Dr. Bradnee Chambers, CMS Executive Secretary, during a live stage interview at the Global Festival of Action for Sustainable Development
Bonn, 23 March 2018 – Dr. Bradnee Chambers, CMS Executive Secretary, participated in a live stage interview yesterday at the Global Festival of Action for Sustainable Development. The three-day Festival brings together the global community taking action on the UN Sustainable Development Goals (SDGs), a set of policies to end poverty, protect the planet and ensure prosperity for all by 2030
In celebration of World Water Day, Dr. Chambers spoke about the link between migratory species and water, and some of the most urgent challenges facing migratory species today. Species such as eels, salmon and sturgeon that migrate over long distances between the rivers and oceans are particularly vulnerable, with their migration being restricted by barriers such as dams and water pollution. Plastics are also a major problem.
But why are migratory species so important? Why should we care if they go extinct or not? In addition to being magnificent creatures with intrinsic value, migratory species also significantly benefit human societies, explained Chambers. Ecotourism is a billion-dollar industry. Migratory birds and bats are important for controlling diseases such as malaria and zika. They also play an important role in pollination, directly benefiting the agricultural industry—one of the world’s largest industries. And many migratory species are national symbols that form a part of our culture: “We identify with these animals, so they are important and we need to be able to ensure that we have these species for the generations to come.”
Dr. Chambers highlighted some of the work that CMS has done to address the threats facing migratory species. For example, CMS works with governments to ensure win-win solutions: if a dam is being constructed, a bypass or fish passage also needs to be built. CMS has also passed resolutions calling for plastics to be reduced at the source, to reduce plastics in rivers and oceans.

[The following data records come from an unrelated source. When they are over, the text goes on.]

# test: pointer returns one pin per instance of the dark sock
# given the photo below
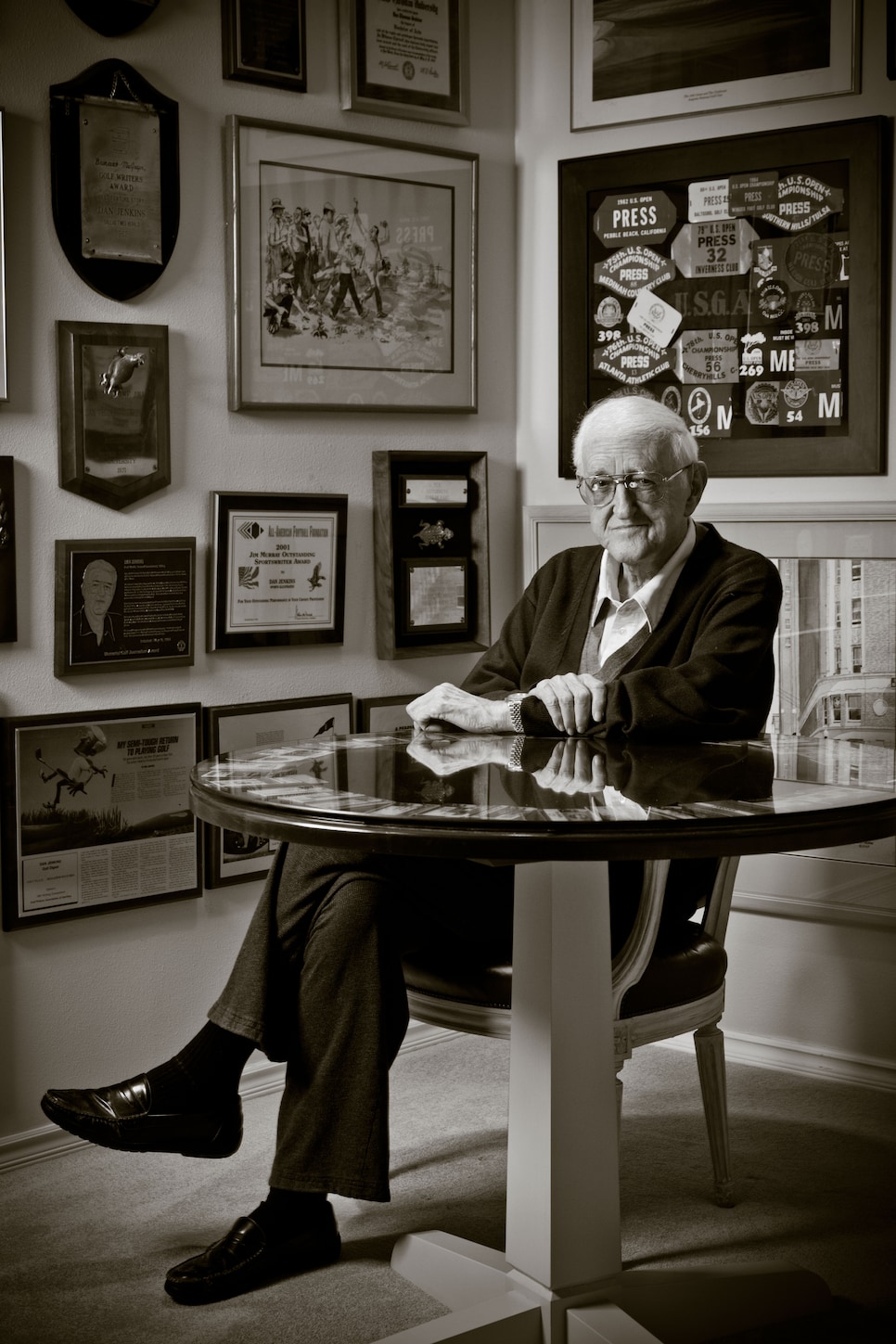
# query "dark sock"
(203, 1074)
(285, 1212)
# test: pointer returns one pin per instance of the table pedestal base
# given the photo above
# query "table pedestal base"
(494, 1304)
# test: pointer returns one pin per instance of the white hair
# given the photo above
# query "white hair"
(635, 421)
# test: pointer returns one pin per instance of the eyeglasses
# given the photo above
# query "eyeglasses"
(646, 488)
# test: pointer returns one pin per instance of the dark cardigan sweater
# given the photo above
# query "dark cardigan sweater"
(704, 673)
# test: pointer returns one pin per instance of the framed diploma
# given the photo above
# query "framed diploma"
(406, 60)
(116, 177)
(740, 283)
(114, 439)
(123, 604)
(352, 263)
(238, 856)
(96, 812)
(263, 42)
(278, 570)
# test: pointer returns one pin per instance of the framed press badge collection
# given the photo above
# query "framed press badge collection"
(739, 280)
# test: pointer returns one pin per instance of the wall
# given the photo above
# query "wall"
(99, 997)
(799, 990)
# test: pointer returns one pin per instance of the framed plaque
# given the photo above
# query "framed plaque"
(434, 595)
(114, 177)
(114, 437)
(278, 570)
(263, 42)
(406, 60)
(96, 812)
(739, 281)
(123, 604)
(8, 608)
(238, 856)
(431, 553)
(352, 263)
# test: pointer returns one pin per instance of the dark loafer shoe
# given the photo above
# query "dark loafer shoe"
(122, 1117)
(245, 1260)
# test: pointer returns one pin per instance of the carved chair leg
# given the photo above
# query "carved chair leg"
(710, 1046)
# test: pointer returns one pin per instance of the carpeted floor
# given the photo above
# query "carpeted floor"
(86, 1238)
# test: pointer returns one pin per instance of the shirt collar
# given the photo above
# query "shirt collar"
(653, 595)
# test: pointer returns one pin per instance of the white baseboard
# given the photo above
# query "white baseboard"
(260, 1080)
(794, 1058)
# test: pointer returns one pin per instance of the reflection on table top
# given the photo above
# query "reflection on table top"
(474, 785)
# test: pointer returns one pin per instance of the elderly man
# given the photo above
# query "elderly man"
(661, 631)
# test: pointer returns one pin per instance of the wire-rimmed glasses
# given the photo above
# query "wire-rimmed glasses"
(646, 487)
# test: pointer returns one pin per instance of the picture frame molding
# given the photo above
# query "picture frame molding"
(586, 113)
(126, 556)
(854, 452)
(234, 63)
(70, 877)
(221, 870)
(224, 577)
(150, 442)
(363, 93)
(404, 373)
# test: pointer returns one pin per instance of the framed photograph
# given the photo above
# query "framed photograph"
(114, 440)
(236, 856)
(5, 386)
(96, 812)
(352, 265)
(278, 570)
(263, 42)
(386, 714)
(740, 281)
(406, 60)
(125, 604)
(657, 59)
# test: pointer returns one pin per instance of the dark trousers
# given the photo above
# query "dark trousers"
(318, 982)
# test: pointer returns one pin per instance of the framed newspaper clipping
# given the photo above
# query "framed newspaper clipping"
(96, 812)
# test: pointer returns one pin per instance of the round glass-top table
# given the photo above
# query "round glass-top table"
(557, 808)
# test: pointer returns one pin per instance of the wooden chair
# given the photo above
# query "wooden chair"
(657, 992)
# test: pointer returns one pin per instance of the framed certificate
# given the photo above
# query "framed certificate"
(404, 60)
(123, 604)
(278, 570)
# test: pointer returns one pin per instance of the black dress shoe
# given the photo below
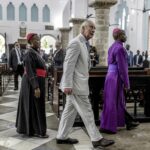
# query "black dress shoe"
(106, 131)
(102, 143)
(132, 125)
(41, 136)
(67, 141)
(15, 89)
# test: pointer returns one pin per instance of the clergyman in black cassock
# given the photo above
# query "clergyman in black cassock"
(31, 116)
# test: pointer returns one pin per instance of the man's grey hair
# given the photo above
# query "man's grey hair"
(85, 24)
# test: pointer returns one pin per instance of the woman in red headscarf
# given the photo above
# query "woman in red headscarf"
(31, 116)
(114, 112)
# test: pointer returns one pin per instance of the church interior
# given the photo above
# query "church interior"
(56, 24)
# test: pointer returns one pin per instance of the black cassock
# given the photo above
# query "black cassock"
(31, 116)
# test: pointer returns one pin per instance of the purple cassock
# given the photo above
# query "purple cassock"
(113, 114)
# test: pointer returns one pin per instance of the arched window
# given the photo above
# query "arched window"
(1, 12)
(10, 12)
(34, 13)
(46, 14)
(22, 12)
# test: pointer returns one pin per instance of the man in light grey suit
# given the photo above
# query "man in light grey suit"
(74, 84)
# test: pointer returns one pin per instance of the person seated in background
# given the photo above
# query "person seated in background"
(58, 57)
(94, 57)
(138, 59)
(129, 55)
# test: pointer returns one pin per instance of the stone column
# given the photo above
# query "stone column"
(64, 36)
(102, 8)
(76, 25)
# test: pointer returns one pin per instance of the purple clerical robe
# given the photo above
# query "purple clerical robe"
(113, 113)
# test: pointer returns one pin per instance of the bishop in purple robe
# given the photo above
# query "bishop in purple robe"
(116, 83)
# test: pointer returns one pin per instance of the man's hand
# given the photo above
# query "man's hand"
(37, 93)
(68, 91)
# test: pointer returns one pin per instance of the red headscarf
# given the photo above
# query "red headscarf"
(29, 36)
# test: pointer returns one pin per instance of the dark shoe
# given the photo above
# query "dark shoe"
(102, 143)
(41, 136)
(132, 125)
(67, 141)
(106, 131)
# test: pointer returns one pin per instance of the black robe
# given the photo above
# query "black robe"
(31, 115)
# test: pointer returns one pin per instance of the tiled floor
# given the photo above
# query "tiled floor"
(137, 139)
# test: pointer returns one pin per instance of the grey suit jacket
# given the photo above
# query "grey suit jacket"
(76, 67)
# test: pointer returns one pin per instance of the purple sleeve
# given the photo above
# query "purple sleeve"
(122, 66)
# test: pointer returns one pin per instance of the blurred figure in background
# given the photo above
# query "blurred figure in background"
(138, 59)
(31, 115)
(129, 56)
(4, 58)
(94, 57)
(58, 56)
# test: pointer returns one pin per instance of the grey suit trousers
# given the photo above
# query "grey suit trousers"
(80, 104)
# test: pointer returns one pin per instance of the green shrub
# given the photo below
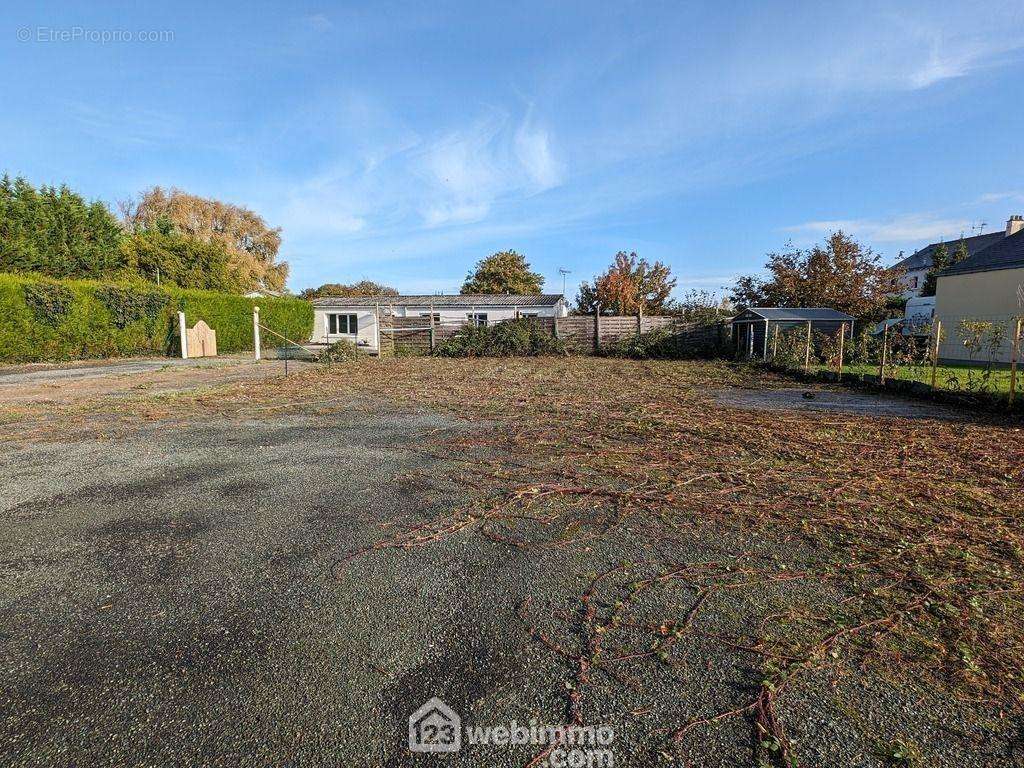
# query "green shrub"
(128, 305)
(656, 344)
(339, 351)
(48, 301)
(518, 338)
(42, 320)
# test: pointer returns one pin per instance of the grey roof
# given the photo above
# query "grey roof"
(1008, 253)
(802, 314)
(923, 259)
(454, 300)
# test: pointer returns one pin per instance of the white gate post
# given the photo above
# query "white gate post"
(256, 331)
(184, 336)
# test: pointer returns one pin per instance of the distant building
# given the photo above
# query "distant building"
(920, 262)
(355, 317)
(987, 286)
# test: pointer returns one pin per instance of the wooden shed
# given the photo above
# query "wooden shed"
(753, 328)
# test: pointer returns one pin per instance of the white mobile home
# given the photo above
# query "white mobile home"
(359, 318)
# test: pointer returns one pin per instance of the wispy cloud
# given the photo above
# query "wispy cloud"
(896, 229)
(1004, 197)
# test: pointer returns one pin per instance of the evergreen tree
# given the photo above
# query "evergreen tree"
(54, 231)
(940, 260)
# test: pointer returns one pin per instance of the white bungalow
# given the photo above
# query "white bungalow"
(358, 318)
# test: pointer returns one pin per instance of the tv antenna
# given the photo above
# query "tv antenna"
(563, 271)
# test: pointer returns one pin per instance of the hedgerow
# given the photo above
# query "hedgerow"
(519, 338)
(46, 320)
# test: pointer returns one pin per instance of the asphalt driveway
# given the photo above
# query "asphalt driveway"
(180, 595)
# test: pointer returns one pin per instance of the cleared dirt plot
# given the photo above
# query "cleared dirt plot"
(253, 570)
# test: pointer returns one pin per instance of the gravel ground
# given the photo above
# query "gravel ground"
(171, 597)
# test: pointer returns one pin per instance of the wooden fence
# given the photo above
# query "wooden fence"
(582, 334)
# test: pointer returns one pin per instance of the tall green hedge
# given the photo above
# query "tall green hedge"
(44, 320)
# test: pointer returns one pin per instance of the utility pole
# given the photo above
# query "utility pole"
(563, 271)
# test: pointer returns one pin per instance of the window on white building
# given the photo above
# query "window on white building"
(342, 324)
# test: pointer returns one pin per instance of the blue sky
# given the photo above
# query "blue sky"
(401, 142)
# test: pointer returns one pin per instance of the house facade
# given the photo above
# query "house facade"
(986, 287)
(916, 265)
(360, 318)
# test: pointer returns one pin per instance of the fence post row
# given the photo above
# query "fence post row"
(807, 351)
(184, 336)
(842, 345)
(256, 332)
(1013, 360)
(885, 350)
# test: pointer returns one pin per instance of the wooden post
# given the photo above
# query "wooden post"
(184, 336)
(1013, 360)
(377, 327)
(256, 332)
(885, 350)
(807, 351)
(842, 345)
(935, 351)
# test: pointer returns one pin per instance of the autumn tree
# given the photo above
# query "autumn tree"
(251, 243)
(162, 254)
(840, 273)
(363, 288)
(697, 305)
(631, 285)
(503, 272)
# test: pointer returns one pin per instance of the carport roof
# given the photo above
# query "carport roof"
(801, 314)
(452, 300)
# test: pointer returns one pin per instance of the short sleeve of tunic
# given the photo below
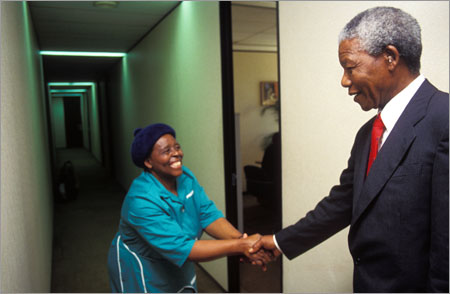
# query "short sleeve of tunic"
(208, 210)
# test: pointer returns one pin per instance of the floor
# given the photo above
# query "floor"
(85, 226)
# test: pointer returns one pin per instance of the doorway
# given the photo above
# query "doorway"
(252, 134)
(72, 120)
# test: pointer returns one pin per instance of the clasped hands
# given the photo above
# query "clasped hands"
(260, 250)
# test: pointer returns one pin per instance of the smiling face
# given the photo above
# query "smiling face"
(367, 77)
(165, 160)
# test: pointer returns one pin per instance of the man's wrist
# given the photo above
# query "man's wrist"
(276, 243)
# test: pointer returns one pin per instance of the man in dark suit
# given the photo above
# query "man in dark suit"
(394, 193)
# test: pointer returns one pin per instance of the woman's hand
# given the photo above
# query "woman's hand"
(260, 257)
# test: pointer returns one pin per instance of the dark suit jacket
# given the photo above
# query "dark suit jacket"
(398, 215)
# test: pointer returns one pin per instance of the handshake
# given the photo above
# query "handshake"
(259, 250)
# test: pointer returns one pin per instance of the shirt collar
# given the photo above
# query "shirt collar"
(395, 107)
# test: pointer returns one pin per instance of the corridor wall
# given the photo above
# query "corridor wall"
(313, 101)
(173, 76)
(26, 193)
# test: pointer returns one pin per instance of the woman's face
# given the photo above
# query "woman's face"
(165, 160)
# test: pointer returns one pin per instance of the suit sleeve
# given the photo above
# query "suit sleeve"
(438, 271)
(332, 214)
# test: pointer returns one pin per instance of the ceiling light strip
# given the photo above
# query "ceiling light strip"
(83, 53)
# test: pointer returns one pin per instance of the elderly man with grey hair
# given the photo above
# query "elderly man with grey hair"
(394, 192)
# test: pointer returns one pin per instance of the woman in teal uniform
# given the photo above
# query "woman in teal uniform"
(163, 216)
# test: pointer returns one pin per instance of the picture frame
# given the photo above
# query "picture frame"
(269, 93)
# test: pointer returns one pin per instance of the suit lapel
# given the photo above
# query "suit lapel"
(361, 159)
(393, 151)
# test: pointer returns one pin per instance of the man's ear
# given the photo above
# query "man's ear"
(391, 56)
(148, 164)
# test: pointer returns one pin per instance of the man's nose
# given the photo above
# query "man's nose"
(345, 81)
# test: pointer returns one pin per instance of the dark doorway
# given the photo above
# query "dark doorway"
(252, 206)
(72, 119)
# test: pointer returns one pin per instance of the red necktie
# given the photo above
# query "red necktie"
(377, 132)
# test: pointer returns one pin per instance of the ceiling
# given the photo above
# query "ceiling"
(81, 26)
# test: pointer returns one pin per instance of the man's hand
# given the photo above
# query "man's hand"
(265, 242)
(261, 257)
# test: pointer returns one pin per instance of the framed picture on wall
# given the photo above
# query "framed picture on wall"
(269, 93)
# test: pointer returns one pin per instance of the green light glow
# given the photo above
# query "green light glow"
(71, 84)
(67, 95)
(80, 53)
(68, 91)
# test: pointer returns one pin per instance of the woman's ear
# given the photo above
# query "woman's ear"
(148, 164)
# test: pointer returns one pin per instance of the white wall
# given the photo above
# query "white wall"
(26, 194)
(251, 68)
(174, 76)
(319, 120)
(94, 122)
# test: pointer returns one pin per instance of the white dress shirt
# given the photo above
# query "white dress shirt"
(391, 113)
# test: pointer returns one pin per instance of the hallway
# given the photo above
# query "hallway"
(84, 228)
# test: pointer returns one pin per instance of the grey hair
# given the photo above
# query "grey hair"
(379, 27)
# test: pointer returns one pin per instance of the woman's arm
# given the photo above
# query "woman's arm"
(222, 229)
(206, 250)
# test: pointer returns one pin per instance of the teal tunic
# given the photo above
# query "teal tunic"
(156, 233)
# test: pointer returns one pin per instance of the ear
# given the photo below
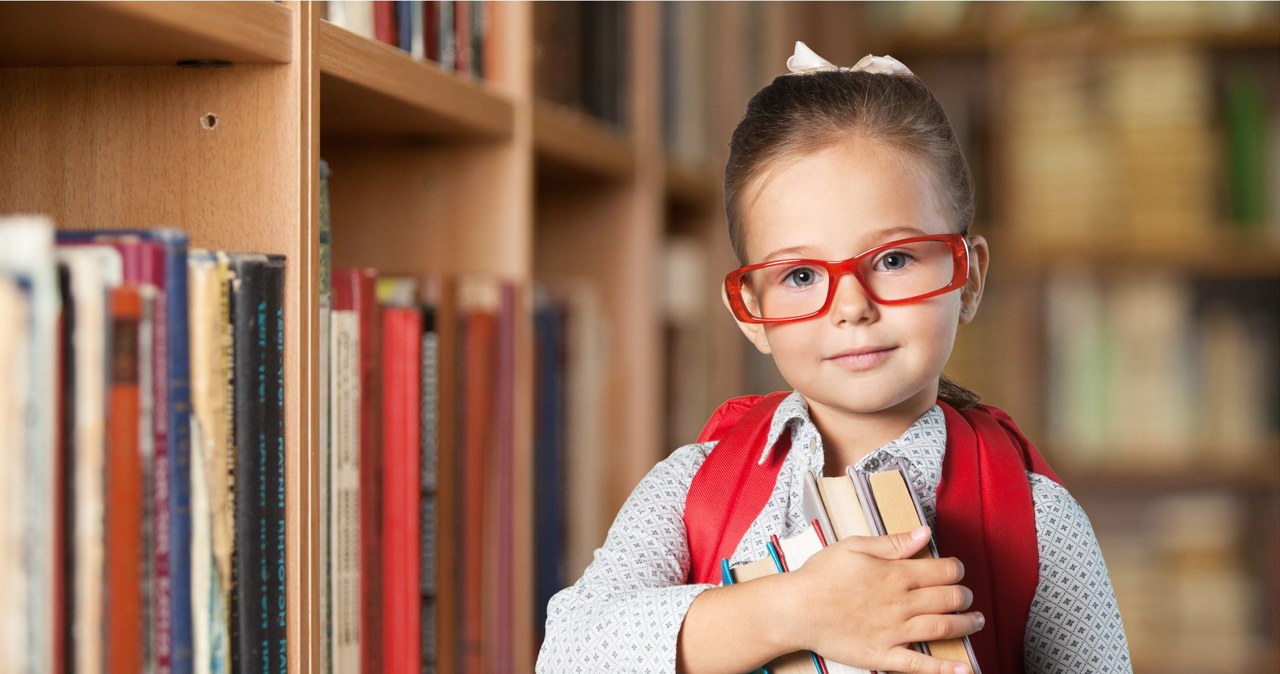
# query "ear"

Dr. Chambers concluded with a few suggestions for what individuals can do to help: “When you’re going out shopping, take a bag that you’ve used before, or a recyclable bag. Don’t buy water in plastic bottles. There are things we can do, here and now and every day, to reduce plastics, and it’s not that hard.”
It takes place every year in Bonn and is organized by the UN SDG Action Campaign with support from the German Federal Ministry for Economic Cooperation and Development and the German Federal Foreign Office.